Some are suggesting that Apple is going to try to knock out the smaller 7″ tablets that have begun appearing (such as the Samsung Galaxy Tab – read Tim Bray of Google’s very fine review) by offering its own 7″ “mini-iPad”.

A moment’s thought will tell you that this is wrong. I’m certain that Apple is not going to announce a 7″ iPad early next year.

Here’s why.

The tablet market is exploding; it’s chewing into netbook sales and even, if you believe the numbers, notebook sales (at least in the US). There are all sorts of competing OSs (Techcrunch counts six OSs – Apple’s iOS, Android, Chrome, Windows, WebOS, and the mysterious “BlackPad” for BlackBerry-ish devices.) Update: Make that 7 – as MagicianUK points out in the comments, there’s going to be a MeeGo tablet launched (Germany only to begin with) next week. Oh my.

There are also competing sizes – with Samsung having gained a lot of attention for the Galaxy Tab, which is a 7″ tablet. Other companies seem tempted to follow. Dell’s got the 5″ Streak, Toshiba has a 10″ tablet, but 7″ is what quite a few companies are aiming at (including Viewsonic).

Now ask yourself: if you were in marketing in Apple, would you launch a product which has a different screen size from the one you’ve spent millions of dollars/pounds marketing, yet which has the same screen size as (some of) your competitors? Wouldn’t doing that make it look like you think your rivals had the right idea about screen size, and that you screwed it up the first time? (Even if you did. But this is marketing, remember, where no decision is ever wrong.)

Or would you stick with the same screen size that you’ve already established, and perhaps increase the pixel density, and so make it something more like the iPhone 4’s “Retinal Display”? That way the old and new models are the same size, so that retailers don’t have to remake their in-store displays (much) and can also sell any remaining old stock they have without people asking too many difficult questions.

Well? No-brainer. You stick with the existing size.

Yes, you can point to the iPod mini, which was released in January 2004: before that, all iPods had been the same size (but with various feature tweaks). It was the iPod mini, a smaller version of the original iPod, which made the category take off: its sales were truly enormous, and that’s what cemented Apple’s leadership of the MP3 player market.

But we’re not yet at the same point in the product cycle of the iPad, or tablets, as the iPod mini was in the iPod cycle. Tablets are a category that has barely begun to make an impact on consumer consciousness; it’s still unusual to see someone carrying one.

By contrast in January 2004, Apple had been running the iTunes Music Store for almost 9 months; by the summer of 2004 it had sold 100m songs, which implies that it was already well along the way before the iPod mini was launched.

So what should you expect?
– no revision of the iPad any time this year
– another version of the iPad to be announced some time in the first quarter of next year, with the same screen size, probably with more storage, and possibly with greater resolution

In the fullness of time – ie once a few of the would-be tablet makers have folded their tents and gone home, unable to make anything resembling a profit – it would make sense for Apple to try to corner the rest of the market by launching a smaller iPad, just as it did with the iPod.

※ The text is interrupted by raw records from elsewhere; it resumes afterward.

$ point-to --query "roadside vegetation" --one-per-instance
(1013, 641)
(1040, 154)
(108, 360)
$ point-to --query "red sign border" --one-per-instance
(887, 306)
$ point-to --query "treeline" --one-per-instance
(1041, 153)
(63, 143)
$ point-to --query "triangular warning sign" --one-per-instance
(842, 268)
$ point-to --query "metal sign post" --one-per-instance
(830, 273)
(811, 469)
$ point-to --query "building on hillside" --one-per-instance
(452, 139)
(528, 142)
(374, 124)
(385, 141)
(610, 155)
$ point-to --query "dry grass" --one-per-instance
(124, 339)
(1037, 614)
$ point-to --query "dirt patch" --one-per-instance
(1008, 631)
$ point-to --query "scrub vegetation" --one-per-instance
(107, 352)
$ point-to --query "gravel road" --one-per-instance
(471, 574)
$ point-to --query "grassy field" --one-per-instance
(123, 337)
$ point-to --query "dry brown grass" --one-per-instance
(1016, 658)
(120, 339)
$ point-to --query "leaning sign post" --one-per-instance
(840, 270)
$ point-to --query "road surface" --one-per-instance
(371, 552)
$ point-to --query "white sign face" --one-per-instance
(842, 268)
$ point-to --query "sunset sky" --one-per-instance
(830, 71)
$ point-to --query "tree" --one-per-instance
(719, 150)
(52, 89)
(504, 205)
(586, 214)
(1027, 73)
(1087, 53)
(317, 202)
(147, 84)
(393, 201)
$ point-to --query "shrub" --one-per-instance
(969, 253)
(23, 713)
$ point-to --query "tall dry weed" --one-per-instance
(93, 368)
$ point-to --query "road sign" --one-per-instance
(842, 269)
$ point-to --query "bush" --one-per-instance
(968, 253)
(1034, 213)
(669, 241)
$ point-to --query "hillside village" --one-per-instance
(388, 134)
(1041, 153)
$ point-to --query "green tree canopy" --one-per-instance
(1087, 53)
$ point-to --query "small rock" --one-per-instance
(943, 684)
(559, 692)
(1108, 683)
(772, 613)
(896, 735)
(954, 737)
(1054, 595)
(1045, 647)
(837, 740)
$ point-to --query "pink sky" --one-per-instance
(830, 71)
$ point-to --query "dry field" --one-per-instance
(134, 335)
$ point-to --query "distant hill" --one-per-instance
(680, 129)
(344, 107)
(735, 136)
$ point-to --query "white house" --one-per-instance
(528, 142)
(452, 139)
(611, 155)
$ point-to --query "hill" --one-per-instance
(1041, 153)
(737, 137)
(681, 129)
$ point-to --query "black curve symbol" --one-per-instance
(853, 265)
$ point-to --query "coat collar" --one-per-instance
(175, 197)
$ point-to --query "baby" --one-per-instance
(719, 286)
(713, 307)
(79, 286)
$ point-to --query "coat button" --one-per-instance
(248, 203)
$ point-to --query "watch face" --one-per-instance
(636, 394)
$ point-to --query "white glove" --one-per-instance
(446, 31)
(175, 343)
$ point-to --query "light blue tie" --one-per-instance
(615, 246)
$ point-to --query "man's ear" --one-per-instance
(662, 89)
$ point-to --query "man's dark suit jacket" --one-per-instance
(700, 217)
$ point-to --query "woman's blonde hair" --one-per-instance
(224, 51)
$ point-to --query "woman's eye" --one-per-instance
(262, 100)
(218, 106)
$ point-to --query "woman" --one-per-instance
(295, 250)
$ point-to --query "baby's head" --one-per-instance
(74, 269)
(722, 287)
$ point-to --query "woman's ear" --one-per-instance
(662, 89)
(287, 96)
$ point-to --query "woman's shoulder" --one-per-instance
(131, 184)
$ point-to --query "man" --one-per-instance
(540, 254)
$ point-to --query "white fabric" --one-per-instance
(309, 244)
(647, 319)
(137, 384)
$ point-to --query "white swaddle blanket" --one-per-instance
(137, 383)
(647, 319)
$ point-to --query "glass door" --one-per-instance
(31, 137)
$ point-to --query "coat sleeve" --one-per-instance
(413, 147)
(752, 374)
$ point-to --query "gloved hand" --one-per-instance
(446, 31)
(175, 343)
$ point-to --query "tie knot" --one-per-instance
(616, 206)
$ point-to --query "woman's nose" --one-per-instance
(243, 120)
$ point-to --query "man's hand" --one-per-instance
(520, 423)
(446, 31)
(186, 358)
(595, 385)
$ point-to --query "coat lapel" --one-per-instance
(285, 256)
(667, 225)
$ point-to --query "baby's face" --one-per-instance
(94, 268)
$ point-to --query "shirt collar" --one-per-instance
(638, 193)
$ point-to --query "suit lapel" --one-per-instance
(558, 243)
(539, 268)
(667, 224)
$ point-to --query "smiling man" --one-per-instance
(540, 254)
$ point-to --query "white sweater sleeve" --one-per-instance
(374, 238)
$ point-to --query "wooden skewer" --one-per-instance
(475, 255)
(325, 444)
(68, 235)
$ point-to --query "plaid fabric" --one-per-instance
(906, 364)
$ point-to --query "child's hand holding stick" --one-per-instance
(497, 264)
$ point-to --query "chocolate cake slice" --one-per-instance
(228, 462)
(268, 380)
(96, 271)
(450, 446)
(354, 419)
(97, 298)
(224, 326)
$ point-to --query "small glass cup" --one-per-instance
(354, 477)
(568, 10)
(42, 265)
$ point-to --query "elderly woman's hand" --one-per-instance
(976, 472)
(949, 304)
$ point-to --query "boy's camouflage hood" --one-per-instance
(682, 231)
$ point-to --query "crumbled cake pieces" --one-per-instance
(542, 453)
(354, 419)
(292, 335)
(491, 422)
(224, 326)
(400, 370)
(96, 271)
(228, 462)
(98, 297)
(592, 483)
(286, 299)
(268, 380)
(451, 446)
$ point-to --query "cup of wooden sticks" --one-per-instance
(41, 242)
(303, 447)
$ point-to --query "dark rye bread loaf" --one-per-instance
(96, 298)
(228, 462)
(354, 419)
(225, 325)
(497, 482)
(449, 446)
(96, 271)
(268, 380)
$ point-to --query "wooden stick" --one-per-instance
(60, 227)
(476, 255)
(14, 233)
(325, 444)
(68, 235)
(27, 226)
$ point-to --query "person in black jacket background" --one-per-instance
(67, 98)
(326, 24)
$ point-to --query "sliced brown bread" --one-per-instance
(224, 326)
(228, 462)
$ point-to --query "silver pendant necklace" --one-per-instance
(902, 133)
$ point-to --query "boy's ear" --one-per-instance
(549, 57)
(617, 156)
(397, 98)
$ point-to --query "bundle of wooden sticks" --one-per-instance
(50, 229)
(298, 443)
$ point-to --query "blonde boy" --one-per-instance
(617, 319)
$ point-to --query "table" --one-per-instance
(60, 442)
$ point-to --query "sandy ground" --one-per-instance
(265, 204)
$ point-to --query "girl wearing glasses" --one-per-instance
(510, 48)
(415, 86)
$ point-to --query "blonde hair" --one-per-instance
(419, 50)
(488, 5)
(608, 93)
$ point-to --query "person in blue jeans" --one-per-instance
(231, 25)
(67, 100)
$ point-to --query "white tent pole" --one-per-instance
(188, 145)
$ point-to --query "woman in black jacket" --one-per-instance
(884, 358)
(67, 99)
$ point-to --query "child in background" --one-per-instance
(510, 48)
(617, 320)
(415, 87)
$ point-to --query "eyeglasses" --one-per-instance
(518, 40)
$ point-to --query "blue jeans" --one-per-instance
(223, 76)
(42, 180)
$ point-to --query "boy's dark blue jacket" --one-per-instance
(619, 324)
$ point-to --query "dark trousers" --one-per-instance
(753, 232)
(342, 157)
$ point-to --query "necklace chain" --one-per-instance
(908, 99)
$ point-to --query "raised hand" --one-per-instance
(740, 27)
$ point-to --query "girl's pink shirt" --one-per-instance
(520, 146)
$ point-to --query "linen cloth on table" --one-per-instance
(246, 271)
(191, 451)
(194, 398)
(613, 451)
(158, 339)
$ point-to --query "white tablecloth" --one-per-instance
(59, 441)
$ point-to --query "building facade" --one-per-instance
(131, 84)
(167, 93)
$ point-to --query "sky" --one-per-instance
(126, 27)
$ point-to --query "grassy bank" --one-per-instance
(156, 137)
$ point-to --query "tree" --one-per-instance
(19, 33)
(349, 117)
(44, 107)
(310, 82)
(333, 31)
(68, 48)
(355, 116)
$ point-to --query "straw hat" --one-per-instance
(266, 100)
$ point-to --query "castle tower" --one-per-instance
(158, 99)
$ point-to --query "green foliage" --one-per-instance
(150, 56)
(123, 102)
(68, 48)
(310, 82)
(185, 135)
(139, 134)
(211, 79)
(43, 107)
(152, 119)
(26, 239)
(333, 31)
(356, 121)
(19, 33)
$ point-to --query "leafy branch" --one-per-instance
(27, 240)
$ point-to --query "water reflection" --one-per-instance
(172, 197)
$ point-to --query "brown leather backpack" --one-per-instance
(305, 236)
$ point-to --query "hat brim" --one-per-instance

But even if that makes sense in the market, I don’t expect to see that until 2012 at the earliest. Remember, the iPod was launched in October 2001; as a product line it was more than two years old by the time the iPod mini came along. The iPad hasn’t even been in peoples’ hands for six months yet. Apple doesn’t move that quickly. But there are plenty of blogs – and even newspapers – which like to let expectation run ahead of reality. Cooler heads prevail in Cupertino, though.